Data Literacy versus Algorithm Literacy (6)
Against the claim of Elective-C, I assert that prioritizing literacy in data over literacy of algorithms would would merely engender an inchoate prudence -which merely would be the delusion of retaining a profound and vigilant perspective on digital exploitations.
The abundance of memory is an evident premise in our contemporaneity. Therein, data is apt to be stored in protean and highly inefficient forms (hence is the big data, as we had discussed in the first several classes). These attributes of data storage forms are in severe contrast with these of early computation wherein, rather than the processing speed, space was the limiting factor. The stored data, hence, was in precomputed thus efficient forms that retained the traces of the algorithmic processing. In early data forms, literacy in data would be apt, for such literacy would also comprise discerning the algorithm hence the ends and the priorities that the data structure serves.
In our day, data forms no longer necessarily retain the vestiges of precomputation hence the algorithms. Moreover, with the increasing demand for the coarse data (per its versatility), traces of precomputation can be conceived to have extinct. Therefore, a discrete literacy of algorithms is now imperative, because the speculations on handling of data is no longer evident on the data itself.
Further explanation on how algorithmic traces evanesced from databases:
The extinction of algorthmic traces is mostly about the evolution of programming paradigms rather than the evolution of data retention forms.

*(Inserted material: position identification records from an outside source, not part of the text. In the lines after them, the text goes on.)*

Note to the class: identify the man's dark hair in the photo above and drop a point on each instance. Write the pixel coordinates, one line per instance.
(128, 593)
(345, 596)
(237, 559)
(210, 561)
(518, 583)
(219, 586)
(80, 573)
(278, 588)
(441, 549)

To clarify this evolution, on earlier years, programming was not yet utilized for extracting social patterns or construction complex relational observations and suggestions (as, for instance, Google does). Therefore, the uses of algorithms consisted solely of the fundamental algorithmic operations (such as sorting, altering and conveying data); these types of fundamental algorithms were ultimately in strong correspondence with the data form that was elected for use. Hence, scrutiny of the database -data literacy- would reveal the algorithm itself.*
The contemporary programming mostly revolves around the paradigm, object oriented programming (OOP). The utilized database structures in OOP is mostly in parity with these utilized in before, hence -as a corollary- the databases do no longer display the pertaining algorithms’ characteristics. This is due to two reasons: (1) OOP mostly consists of encapsulating and exchanging code so that a programmer is as the end user of another programmer’s code, and (2) OOP enables greatly high level programming wherein code may seem to be as an idiosyncratic discourse with the computer.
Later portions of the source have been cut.